Here is the most concise way to achieve this:
const activeLoanStatuses = {
current: 'current',
due: 'due',
overdue: 'overdue',
pending_payment: 'pending_payment'
};
const otherLoanStatuses = {
pending: 'pending',
charged_off: 'charged_off',
voided: 'voided',
disputed: 'disputed',
refunded: 'refunded',
settled: 'settled',
};
type ActiveLoanStatus = $Keys<typeof activeLoanStatuses>;
type LoanStatus = $Keys<typeof otherLoanStatuses> | ActiveLoanStatus;
const activeLoanStatusesMap: { [key: LoanStatus]: ?ActiveLoanStatus} = activeLoanStatuses;
if (activeLoanStatusesMap[loan.status]) {
}
While incredibly verbose, and non-scalable, this falls into Flow's "Disjoint Unions" case and such can be implemented using ===. As they mention on that page, Case Analysis is done via that operator, as javascript naturally does with switch-case statements.
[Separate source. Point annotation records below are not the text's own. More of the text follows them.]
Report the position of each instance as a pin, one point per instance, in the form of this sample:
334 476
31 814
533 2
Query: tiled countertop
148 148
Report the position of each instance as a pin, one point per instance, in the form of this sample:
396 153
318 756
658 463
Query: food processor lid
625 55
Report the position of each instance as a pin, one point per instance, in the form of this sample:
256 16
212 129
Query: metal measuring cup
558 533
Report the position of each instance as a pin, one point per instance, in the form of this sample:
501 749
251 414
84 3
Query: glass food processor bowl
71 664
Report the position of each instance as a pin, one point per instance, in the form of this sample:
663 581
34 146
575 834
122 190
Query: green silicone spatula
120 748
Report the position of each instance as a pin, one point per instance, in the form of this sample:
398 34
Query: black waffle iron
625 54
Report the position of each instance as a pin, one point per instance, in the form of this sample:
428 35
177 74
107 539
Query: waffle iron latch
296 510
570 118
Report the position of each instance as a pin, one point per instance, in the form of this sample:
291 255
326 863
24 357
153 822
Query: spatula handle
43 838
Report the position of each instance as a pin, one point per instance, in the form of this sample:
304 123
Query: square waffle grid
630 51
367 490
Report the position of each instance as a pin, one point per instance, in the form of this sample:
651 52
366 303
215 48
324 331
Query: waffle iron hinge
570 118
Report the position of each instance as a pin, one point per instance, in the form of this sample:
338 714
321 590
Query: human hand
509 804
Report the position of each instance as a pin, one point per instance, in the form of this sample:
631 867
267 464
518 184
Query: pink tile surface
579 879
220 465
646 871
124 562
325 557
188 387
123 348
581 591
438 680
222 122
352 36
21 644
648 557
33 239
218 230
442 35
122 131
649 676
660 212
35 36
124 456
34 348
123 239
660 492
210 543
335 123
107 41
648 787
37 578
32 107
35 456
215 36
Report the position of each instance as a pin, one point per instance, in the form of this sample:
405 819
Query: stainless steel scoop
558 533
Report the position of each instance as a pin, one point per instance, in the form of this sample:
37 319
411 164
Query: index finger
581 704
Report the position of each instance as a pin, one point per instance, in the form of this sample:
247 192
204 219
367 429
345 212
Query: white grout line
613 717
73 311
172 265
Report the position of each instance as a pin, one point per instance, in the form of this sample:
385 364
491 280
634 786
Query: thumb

In your case, that equates to:
switch(loan.status) {
'pending':
'current':
'due':
'overdue':
'pending_payment':
'charged_off':
'voided':
'disputed':
'refunded':
'settled':
// your behavior here
}
As I mentioned, this is highly verbose in code which uses your types, but to counter that, it has the benefit of defining your types without creating a boilerplate object- you simply define your literal options and union them together (your second implementation).
This has the obvious downside of coupling your type definition with your implementations of its consumers, so use with caution.